2014 will see 500m NFC devices in use, says ABI
"NFC has reached the point of no return," says practice director John Devlin. "It all hinged on handsets; and next year we will see half-a-billion devices in the hands of consumers as it becomes more widely integrated."
"OEMs continue to drive the market for NFC as mobile operators struggle to gain control and bring their services to market," according to NFC Devices, Strategies and Form Factors. "Mobile manufacturers moved ahead with NFC in 2012 whilst MNOs were still largely focused on payments, where they have struggled to deliver tangible services.
"This has allowed predominantly Android OEMs to seize the initiative as they have delivered new services and features for connecting devices, sharing data and content, picking up information, and utilizing tags."
"NFC has reached the point of no return," says practice director John Devlin. "It all hinged on handsets; and next year we will see half-a-billion devices in the hands of consumers as it becomes more widely integrated.

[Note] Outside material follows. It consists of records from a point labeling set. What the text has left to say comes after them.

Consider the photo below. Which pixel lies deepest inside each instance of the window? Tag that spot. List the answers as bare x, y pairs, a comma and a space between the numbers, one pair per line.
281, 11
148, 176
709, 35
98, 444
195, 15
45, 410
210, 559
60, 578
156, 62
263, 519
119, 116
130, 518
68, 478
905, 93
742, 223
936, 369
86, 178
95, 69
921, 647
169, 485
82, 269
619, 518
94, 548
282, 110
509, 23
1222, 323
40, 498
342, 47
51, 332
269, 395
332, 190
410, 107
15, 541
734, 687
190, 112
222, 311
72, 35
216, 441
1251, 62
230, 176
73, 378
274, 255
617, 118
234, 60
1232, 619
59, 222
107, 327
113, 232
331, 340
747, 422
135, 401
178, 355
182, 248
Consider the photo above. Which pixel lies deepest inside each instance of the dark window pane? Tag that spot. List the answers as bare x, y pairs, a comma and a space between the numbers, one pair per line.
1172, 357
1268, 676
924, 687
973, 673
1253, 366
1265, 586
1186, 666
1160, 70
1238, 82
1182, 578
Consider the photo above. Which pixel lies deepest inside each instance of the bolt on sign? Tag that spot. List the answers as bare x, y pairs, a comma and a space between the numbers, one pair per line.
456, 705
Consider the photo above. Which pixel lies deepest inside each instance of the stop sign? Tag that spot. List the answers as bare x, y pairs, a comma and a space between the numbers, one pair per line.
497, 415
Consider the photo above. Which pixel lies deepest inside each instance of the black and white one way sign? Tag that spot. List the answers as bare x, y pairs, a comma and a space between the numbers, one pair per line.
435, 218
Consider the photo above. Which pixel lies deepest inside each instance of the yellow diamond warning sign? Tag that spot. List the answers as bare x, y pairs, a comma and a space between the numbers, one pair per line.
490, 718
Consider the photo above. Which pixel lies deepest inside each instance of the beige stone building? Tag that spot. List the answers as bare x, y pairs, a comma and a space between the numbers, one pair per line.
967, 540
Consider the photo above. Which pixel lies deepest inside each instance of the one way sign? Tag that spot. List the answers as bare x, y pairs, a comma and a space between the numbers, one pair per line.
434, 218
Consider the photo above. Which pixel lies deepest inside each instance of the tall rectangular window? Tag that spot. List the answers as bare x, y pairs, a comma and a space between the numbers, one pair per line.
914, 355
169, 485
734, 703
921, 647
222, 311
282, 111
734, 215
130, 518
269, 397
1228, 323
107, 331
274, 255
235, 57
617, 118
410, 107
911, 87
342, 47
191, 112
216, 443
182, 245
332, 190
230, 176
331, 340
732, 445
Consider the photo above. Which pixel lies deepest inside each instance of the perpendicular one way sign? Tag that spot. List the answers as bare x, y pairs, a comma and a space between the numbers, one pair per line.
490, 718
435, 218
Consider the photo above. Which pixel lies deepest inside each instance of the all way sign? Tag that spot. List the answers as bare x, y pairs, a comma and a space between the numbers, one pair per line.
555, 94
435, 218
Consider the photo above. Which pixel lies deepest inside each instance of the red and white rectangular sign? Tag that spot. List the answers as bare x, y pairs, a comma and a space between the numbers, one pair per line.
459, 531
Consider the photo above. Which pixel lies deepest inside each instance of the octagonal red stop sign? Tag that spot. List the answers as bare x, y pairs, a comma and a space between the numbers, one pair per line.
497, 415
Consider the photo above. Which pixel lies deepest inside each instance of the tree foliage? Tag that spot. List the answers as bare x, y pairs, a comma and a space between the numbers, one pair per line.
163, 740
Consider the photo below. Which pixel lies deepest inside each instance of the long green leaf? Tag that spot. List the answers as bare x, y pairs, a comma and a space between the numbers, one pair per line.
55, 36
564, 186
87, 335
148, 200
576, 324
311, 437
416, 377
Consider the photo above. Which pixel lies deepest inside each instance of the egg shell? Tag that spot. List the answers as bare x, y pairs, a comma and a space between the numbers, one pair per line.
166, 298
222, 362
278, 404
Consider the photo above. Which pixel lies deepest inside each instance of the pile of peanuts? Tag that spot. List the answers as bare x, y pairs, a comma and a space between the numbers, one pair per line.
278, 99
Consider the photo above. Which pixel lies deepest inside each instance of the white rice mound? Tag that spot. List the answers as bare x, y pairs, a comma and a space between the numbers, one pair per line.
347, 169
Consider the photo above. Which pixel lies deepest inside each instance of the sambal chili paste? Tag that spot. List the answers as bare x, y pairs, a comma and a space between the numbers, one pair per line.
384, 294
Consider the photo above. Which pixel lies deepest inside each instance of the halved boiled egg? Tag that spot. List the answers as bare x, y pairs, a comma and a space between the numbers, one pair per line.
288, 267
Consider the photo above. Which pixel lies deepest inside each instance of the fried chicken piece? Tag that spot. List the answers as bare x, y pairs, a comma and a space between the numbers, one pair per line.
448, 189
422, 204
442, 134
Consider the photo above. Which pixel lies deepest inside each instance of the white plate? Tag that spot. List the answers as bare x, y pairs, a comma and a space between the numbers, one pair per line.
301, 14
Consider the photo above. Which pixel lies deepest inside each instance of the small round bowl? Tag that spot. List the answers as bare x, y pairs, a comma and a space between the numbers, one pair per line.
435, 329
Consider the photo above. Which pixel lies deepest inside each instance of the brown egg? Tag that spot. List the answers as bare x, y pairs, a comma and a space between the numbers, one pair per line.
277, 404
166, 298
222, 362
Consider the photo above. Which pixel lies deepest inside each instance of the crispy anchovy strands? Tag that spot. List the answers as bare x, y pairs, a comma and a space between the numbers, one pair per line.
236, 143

"Up until this point banks and other service partners were holding back from committing to MNOs and it has always surprised me that they did not drive this forward themselves and invest to take charge of this market's potential."
Companies such as Blackberry and Samsung have developed and implemented clear strategies around NFC and as a result are differentiating themselves as they look to generate new service-based revenue streams utilizing NFC, the report says. Other brands, such as LG and Sony, are taking a different path as they horizontally integrate NFC across their broad product portfolios.
"Put simply the OEMs have innovated and made use of the simple abilities that NFC offers to increase interaction of people, devices, and their immediate environment. This is not just in mobile; tablets, PCs and peripherals, speaker docks, televisions, cameras, gaming and domestic appliances are all increasingly incorporating NFC," Devlin adds.